Among other causes for dismissal, De La Garza said each had demonstrated insubordinate behavior and demeanor towards their new boss, Brent Webster, who had been appointed first assistant attorney general in October 2020 after Jeff Mateer resigned.
"In many ways it was a situation of an employee with a new boss and having an insubordinate or unprofessional tone towards a new boss and not following orders or directives of the new boss," De La Garza said, referring to Brickman.
De La Garza also asserted that the Texas Whistleblowers Act did not cover these individuals, as they were high-level policy making appointees. Regardless, he concluded that the Attorney General's Office had "legitimate, non-retaliatory reasons for terminating their employment."
Prosecutor Daniel Dutko took De La Garza to task over his interpretation of the Texas Whistleblowers Act, specifically with regard to Maxwell, Vassar, Penley and Brickman's firing. He noted an appeals court had disagreed with De La Garza's legal opinion stating the firings were justified and allowable under the act.
He drew an admission from the witness that, as a result, senators were free to disregard his interpretation of the law.
Dutko also noted that each of the four fired individuals were fired based on information about their conduct provided to De La Garza by Webster.
"Doesn't it seem you have a Brent Webster problem?" Dutko asked.

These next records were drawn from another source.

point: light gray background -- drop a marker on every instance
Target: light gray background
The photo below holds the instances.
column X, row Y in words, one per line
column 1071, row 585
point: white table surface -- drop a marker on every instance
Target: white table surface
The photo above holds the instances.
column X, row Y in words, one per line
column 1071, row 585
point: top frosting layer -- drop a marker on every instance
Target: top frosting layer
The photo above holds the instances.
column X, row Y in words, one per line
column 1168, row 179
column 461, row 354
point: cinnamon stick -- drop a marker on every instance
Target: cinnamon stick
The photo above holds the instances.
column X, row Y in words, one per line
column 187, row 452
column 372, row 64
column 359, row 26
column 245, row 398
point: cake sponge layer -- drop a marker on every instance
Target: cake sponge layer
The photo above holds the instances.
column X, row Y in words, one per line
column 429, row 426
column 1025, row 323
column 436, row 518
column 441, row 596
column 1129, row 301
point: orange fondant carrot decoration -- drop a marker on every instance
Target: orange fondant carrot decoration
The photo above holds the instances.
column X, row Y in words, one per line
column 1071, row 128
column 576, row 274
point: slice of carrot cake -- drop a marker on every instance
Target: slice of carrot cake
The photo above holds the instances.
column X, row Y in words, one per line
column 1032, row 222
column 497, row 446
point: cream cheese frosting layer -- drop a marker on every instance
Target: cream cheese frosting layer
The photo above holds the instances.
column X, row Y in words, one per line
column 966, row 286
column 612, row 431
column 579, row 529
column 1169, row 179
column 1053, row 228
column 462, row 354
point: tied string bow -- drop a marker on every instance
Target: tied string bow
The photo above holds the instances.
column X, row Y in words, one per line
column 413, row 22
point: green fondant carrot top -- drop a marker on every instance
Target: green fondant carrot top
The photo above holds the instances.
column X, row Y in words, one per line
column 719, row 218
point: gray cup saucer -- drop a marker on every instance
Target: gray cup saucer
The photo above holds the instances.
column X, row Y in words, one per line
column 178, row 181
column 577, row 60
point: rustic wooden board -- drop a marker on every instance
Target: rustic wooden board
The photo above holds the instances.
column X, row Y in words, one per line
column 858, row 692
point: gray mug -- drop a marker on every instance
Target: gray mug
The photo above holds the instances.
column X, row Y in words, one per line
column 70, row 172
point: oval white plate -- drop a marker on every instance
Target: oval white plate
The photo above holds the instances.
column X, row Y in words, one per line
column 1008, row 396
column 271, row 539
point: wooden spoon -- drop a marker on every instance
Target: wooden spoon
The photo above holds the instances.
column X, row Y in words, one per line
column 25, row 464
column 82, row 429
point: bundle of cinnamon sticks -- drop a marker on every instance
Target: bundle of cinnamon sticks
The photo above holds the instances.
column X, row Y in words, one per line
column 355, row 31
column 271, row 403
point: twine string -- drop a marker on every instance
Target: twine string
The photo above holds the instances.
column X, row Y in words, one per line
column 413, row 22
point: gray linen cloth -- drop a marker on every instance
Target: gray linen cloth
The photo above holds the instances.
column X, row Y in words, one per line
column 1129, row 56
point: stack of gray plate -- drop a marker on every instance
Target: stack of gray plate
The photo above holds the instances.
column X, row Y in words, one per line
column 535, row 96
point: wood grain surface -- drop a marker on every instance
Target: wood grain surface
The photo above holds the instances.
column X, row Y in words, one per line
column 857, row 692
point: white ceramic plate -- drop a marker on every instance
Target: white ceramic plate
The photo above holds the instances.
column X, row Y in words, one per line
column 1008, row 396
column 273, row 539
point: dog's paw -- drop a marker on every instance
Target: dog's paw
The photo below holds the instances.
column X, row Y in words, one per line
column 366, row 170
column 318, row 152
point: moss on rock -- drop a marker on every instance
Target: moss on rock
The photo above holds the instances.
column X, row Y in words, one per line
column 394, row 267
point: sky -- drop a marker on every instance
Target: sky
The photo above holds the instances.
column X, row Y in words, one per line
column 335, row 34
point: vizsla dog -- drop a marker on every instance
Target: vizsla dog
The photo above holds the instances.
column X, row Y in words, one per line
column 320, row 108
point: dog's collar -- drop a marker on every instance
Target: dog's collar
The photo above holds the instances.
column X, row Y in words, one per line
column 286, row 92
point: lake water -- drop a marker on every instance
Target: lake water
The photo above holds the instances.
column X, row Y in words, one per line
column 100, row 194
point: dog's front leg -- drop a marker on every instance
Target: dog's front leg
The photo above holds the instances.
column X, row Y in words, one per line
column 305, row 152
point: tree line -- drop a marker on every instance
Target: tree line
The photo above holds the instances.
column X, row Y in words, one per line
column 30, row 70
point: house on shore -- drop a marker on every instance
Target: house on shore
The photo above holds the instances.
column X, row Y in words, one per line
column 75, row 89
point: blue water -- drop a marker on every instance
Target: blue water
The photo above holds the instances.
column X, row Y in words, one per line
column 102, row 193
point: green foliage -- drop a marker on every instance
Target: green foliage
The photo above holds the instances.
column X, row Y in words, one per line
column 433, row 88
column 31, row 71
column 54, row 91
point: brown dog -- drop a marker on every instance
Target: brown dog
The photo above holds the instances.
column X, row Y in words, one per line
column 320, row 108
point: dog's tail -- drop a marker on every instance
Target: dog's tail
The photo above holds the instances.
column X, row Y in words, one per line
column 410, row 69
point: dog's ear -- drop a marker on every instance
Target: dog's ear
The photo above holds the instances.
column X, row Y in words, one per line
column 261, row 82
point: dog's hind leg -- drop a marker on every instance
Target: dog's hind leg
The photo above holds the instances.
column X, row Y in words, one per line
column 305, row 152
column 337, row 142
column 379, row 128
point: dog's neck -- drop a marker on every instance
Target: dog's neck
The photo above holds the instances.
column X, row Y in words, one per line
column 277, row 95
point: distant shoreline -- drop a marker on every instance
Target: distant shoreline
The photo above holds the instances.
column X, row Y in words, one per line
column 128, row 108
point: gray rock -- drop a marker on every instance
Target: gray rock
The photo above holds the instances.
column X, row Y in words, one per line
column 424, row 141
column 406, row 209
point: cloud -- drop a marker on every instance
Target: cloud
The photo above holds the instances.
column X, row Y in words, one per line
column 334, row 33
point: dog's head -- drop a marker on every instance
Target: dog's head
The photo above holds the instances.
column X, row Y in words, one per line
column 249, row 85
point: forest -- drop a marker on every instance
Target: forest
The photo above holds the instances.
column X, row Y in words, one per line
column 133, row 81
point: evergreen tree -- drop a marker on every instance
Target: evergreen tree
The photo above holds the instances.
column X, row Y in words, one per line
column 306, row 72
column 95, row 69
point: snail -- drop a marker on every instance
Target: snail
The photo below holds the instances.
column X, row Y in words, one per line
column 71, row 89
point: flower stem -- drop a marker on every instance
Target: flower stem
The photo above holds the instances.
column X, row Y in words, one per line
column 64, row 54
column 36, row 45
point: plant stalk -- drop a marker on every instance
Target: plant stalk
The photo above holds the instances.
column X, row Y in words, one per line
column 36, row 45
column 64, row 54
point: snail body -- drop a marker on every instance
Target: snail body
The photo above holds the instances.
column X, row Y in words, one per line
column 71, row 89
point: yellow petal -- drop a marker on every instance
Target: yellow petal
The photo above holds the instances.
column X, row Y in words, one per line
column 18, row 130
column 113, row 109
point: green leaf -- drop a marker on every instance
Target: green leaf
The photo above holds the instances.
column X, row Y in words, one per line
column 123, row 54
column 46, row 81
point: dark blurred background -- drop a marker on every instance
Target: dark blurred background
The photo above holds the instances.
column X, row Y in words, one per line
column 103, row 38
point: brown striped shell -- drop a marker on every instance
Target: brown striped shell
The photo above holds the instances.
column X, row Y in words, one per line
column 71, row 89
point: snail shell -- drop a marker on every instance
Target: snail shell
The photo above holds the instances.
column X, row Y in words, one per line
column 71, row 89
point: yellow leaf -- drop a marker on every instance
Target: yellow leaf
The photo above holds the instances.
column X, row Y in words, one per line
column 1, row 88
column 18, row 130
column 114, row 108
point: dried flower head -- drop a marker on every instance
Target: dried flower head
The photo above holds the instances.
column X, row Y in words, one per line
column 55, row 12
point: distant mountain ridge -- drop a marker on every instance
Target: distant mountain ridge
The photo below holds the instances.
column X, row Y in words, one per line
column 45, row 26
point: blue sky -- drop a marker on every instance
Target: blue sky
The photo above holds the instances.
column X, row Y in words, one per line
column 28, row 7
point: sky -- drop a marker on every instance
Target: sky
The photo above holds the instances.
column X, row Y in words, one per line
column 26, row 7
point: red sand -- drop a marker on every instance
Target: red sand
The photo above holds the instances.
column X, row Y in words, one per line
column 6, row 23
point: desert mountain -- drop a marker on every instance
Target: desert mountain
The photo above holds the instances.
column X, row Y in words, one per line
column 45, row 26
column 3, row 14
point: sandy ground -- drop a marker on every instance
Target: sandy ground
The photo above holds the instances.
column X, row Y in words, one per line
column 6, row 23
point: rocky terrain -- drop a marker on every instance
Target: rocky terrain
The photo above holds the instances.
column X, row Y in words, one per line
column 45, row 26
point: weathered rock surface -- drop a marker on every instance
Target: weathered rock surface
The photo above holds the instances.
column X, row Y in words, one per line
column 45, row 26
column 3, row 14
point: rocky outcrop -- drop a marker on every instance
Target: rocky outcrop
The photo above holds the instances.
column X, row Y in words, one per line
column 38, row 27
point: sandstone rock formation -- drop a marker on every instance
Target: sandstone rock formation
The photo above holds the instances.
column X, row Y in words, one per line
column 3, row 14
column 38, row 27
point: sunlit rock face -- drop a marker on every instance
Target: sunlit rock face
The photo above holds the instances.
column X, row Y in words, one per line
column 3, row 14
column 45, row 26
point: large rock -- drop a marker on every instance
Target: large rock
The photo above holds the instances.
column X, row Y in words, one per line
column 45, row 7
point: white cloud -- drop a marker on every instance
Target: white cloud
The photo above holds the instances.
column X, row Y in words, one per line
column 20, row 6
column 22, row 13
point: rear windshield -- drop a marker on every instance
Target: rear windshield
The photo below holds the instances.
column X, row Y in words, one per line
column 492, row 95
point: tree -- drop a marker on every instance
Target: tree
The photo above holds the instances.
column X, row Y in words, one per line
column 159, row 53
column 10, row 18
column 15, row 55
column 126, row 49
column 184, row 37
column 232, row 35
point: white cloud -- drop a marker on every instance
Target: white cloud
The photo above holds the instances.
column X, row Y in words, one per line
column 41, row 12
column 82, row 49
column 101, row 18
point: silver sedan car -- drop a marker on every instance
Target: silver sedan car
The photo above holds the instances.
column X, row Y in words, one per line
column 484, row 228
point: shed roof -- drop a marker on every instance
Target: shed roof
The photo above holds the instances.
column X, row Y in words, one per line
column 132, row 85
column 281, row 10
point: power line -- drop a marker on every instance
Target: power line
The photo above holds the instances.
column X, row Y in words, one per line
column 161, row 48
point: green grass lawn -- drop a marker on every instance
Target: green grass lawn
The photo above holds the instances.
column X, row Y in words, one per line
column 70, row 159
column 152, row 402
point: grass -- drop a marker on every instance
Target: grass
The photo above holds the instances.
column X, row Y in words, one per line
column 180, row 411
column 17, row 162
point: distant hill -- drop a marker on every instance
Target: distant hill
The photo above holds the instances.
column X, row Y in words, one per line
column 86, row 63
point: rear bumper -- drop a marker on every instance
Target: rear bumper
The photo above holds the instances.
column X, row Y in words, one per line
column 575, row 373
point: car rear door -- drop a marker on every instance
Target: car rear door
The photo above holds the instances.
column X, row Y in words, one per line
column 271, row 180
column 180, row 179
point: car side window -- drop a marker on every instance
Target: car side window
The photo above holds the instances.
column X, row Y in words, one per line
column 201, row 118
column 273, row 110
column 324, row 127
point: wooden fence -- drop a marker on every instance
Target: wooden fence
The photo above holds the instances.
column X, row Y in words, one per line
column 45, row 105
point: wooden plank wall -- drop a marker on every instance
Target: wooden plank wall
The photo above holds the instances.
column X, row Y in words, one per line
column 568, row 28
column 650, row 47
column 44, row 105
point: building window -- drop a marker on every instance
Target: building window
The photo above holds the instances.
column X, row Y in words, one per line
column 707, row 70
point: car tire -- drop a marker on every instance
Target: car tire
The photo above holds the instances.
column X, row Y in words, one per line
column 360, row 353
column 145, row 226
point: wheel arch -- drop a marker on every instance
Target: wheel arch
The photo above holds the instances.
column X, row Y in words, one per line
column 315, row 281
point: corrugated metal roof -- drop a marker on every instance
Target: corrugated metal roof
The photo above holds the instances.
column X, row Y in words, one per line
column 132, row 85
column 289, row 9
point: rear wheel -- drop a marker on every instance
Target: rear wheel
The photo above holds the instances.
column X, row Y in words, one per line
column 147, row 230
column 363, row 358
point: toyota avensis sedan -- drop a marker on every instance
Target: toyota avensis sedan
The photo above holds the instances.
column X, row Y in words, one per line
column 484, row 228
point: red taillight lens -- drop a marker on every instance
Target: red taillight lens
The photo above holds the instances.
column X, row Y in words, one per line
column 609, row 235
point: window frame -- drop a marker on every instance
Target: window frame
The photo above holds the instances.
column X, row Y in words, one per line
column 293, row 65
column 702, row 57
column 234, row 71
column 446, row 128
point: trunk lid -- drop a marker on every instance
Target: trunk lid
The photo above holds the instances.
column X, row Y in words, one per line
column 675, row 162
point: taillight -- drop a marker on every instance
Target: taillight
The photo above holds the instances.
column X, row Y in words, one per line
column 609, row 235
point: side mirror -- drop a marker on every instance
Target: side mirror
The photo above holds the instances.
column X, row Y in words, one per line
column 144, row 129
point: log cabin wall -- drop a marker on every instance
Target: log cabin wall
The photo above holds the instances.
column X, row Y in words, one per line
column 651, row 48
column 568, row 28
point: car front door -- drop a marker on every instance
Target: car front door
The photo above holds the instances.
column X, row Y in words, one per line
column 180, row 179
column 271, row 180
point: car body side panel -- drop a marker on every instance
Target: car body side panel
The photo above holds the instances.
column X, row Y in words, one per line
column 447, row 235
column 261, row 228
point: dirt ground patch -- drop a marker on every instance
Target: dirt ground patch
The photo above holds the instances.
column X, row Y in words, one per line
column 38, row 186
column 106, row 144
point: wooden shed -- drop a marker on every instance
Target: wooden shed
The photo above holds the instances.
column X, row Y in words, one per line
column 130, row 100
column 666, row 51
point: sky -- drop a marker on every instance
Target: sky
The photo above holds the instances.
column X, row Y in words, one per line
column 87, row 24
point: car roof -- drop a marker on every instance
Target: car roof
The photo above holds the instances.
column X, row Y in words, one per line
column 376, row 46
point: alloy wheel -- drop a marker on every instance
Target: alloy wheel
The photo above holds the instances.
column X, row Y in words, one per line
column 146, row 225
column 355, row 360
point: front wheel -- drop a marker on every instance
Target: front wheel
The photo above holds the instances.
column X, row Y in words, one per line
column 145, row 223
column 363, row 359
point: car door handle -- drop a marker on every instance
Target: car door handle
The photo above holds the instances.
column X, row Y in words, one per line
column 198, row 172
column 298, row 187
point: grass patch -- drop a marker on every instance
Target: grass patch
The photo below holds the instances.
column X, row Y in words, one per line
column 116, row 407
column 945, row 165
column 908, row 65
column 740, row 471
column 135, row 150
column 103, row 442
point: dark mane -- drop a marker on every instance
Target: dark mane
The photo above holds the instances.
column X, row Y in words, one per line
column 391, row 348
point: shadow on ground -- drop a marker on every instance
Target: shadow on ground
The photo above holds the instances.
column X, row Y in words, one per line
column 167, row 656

Dutko then reviewed the provision of the Texas Whistleblowers Act which says that, if an employee is fired within 90 days of reporting allegedly illegal behavior to law enforcement, the presumption is that their firing was retaliatory. He then went through a timeline, showing that one whistleblower after another was fired within 90 days of going to the FBI.
"Have you ever heard the expression, there's no coincidences in Austin?" Dutko asked before passing the witness back to the defense.